Sobre a cultura do estupro e a violência que sofremos por sermos mulheres



No Brasil, uma mulher é estuprada a cada 11 minutos. E isso é o que é possível contar para colocar na estatística, já que em muitos casos a vítima se cala por medo de ser desacreditada, agredida verbalmente e ter sua dor ridicularizada. A demora ou ausência da denúncia por parte da mulher normalmente reduz as provas, já que a vítima é submetida a diversos exames para que PROVEM que ela foi estuprada.

Violência sexual é algo que deixa marcas eternas, nós mulheres temos medo de falar sobre o assunto porque na maioria das vezes, com base em um "padrão cultural" as pessoas tendem a não acreditar ou então tentar procurar antecedentes ou comportamentos em nós que justifiquem o crime do estupro do qual fomos vítimas. Ninguém avalia o passado do estuprador para saber se era comum esse comportamento e se há outras vítimas, a pesquisa é atrás do comportamento da vítima para saber se ela "deu algum motivo" para ser estuprada.

Na última semana o Brasil teve a infelicidade de ser o palco de uma barbárie. Uma adolescente de 16 anos estuprada por mais de trinta homens. As investigações estão em andamento e há muita especulação sobre o caso, mas o que mais me choca é a forma como as pessoas condenam ou desacreditam o depoimento da jovem pelo simples fato de não aprovarem o comportamento dela. O fato de ela ter sido mãe ainda criança, de frequentar bailes funk, de ser usuária de drogas NÃO JUSTIFICA um estupro. Mesmo porque ninguém se auto-estupra então o comportamento dela não deveria ser questionado nessa situação. Quer chamá-la para depor no futuro para saber do envolvimento dela com traficantes? OK, todos devem ser julgados por seus crimes, mas isso não deve ser apontado como motivo para ela ter sido estuprada. O motivo é único: existem estupradores e a sociedade os acoberta quando culpa a vítima.
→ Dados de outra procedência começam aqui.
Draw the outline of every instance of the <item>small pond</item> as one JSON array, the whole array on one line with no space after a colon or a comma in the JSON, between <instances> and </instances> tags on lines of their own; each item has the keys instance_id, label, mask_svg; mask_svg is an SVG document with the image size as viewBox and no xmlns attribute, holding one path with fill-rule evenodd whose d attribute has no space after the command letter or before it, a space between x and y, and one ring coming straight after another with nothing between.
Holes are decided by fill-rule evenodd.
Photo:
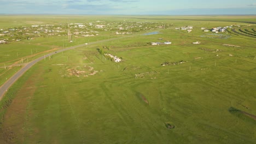
<instances>
[{"instance_id":1,"label":"small pond","mask_svg":"<svg viewBox=\"0 0 256 144\"><path fill-rule=\"evenodd\" d=\"M145 33L145 34L143 34L143 35L148 35L156 34L159 34L159 33L159 33L159 32L150 32L148 33Z\"/></svg>"}]
</instances>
"Mas ela gostava de fazer sexo em grupo!" E não há problema nenhum nisso, ela poderia ter escolhido e consentido em transar com 29 homens, se no 30º ela dissesse não e não parassem, é estupro. "Mas ela apareceu num outro vídeo transando com eles bem acordada" Ela poderia estar sob efeito de drogas, ou então ter consentido o ato inicialmente, ela pode sim ter saído de casa para transar com vários homens, mas fazer sexo, tocar, filmar e exibir na internet uma adolescente nua e desacordada é estupro e exposição e é crime sim. "Ah, mas ela teve um filho com 13 anos, vivia no baile, a própria mãe disse que ela fazia o que queria." E desde quando uma menina ter um filho ainda muito jovem faz com que qualquer pessoa possa tocá-la sem que haja consentimento? "Ela transava com traficantes em troca de drogas." Continua sendo um crime deles e não dela, é errado usar drogas? Sim, pode ser, mas tirar proveito de uma pessoa viciada que provavelmente estaria drogada ou sob efeito de abstinência é um crime maior ainda. Aliciamento de menores para o tráfico também é.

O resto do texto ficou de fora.